Symptoms of pernicious anemia in children, in addition to the above, include:
- growth retardation;
- violation of harmonious development;
- a decrease in the resistance of the immune system, which is why inflammatory and infectious diseases very often occur, and chronic diseases are much more severe.
Treatment
Treatment of megaloblastic anemia is aimed at eliminating the cause of the disease and normalizing hematopoiesis. Therapy includes:
- Treatment of gastrointestinal diseases (for autoimmune damage to the stomach, glucocorticosteroids are prescribed), a balanced diet, which includes fermented milk products, beef, seafood, eggs and rabbit meat.
- The use of praziquantel or phenasal for diphyllobothriasis.
- Replenishment of vitamin B12 deficiency.
Pernicious anemia is treated by administering cyanocobalamin (vitamin B12) for 4 to 6 weeks, 200 to 500 mg subcutaneously once a day. Then the vitamin is administered once a week (a course of 3 months), and then they move on to injections 2 times a month for six months (the dose does not change).
Normalization of hematopoiesis occurs approximately 2 months after the start of treatment (the exact timing depends on the severity of the anemia).
Red blood cell transfusion is performed only in cases of anemic coma or severe anemia.
Treatment of pathology
If pernicious anemia is diagnosed, treatment is carried out by administering medications such as Oxycobalamin or Cyanocobalamin. The drugs are administered by injection. First of all, it is necessary to bring the concentration of vitamin B12 to normal values, later the number of injections is reduced, and the administered medicine has only a supporting effect. After therapy, patients will have to constantly monitor their vitamin levels and periodically undergo a preventive course of drug injections.
In some cases, during treatment, patients may experience a decrease in iron concentration in the body. This usually happens after 3-6 months of treatment. In such a situation, additional administration of medications that restore iron levels is required.
With successful therapy, all manifestations of the disease gradually disappear. The duration of the recovery period can be 6 months. The content of vitamin B12 is normalized 35-70 days after the start of treatment.
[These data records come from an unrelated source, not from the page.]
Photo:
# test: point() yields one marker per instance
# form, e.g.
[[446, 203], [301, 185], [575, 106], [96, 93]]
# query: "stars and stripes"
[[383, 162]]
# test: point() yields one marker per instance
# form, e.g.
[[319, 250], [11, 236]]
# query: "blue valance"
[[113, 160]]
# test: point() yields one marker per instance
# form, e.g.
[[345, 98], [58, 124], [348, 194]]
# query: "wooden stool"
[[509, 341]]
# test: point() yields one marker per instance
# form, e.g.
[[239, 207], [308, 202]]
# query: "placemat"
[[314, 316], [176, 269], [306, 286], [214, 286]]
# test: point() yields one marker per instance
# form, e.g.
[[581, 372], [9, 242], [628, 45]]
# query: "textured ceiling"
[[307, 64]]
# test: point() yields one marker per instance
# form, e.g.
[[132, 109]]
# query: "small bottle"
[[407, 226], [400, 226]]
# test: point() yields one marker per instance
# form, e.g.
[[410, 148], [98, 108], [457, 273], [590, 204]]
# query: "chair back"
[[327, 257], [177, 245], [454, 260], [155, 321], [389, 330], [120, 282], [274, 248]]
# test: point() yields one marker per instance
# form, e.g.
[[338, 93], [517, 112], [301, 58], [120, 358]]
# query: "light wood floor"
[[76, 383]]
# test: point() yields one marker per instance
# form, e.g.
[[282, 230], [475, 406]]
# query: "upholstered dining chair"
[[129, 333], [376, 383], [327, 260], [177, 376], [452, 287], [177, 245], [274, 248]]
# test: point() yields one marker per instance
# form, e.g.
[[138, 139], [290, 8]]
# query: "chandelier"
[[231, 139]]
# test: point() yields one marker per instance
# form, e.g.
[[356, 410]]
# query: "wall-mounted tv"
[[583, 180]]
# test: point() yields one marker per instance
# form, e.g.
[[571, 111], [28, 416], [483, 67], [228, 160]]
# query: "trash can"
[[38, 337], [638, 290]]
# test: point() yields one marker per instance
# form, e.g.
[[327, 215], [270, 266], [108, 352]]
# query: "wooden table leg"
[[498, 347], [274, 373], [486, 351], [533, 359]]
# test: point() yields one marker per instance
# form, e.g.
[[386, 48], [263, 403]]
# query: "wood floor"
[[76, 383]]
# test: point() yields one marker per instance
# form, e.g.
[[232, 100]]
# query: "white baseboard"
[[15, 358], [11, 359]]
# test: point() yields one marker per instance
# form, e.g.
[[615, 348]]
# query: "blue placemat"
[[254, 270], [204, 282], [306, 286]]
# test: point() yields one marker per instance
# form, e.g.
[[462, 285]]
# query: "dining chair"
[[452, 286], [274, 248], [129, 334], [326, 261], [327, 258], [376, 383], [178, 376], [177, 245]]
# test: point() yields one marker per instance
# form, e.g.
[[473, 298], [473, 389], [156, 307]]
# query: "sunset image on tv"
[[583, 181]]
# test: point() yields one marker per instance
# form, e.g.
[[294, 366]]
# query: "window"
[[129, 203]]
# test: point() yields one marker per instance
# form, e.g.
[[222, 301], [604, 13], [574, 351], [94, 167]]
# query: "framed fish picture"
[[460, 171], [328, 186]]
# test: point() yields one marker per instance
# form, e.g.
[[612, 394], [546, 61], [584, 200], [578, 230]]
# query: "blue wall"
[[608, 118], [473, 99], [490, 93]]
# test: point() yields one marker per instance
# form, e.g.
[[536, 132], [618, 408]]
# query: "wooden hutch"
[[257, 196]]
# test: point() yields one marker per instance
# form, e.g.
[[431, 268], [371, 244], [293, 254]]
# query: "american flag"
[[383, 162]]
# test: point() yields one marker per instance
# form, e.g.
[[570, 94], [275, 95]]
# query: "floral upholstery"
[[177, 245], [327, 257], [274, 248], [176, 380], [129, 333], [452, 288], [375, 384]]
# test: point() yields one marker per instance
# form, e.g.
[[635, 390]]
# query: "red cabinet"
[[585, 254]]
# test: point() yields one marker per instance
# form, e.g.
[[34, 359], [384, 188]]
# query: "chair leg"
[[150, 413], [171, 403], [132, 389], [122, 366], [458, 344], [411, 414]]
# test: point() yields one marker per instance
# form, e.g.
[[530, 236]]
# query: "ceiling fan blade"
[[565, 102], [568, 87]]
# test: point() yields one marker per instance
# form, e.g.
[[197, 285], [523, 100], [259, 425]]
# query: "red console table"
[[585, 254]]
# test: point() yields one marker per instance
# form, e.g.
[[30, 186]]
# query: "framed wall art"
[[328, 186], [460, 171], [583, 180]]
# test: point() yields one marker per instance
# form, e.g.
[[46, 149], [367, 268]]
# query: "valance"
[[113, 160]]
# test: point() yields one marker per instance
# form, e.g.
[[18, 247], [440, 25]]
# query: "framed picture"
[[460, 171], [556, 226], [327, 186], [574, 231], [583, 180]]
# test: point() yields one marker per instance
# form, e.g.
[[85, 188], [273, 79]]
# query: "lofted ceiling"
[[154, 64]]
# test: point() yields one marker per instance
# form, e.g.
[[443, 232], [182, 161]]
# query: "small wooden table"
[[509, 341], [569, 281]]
During the treatment, neuropathy is eliminated, urinary incontinence and other symptoms disappear in all patients. Unfortunately, vision that has been impaired as a result of optic nerve atrophy is not restored. But if visual impairment occurs as a result of hemorrhages of the macula, then recovery occurs quite quickly.
It should be borne in mind that in some cases, after treatment, serious diseases such as toxic goiter, myxedema, and stomach cancer may develop. However, this happens quite rarely (no more than 5% of cases).
Exodus
Death with pernicious anemia is possible if there is a malignant tumor. Even with long-term treatment, the outcome will depend on further actions. The outcome is favorable if the patient follows some recommendations.
First of all, the outcome will depend on lifestyle and nutrition adjustments. Especially in the presence of an intoxication factor and nutritional etiology. In people over seventy years of age, the outcome is often unfavorable.
Recovery is possible. But therapeutic therapy is quite long. May vary from several years. Moreover, the outcome in this case may be associated with lifelong intake of this vitamin.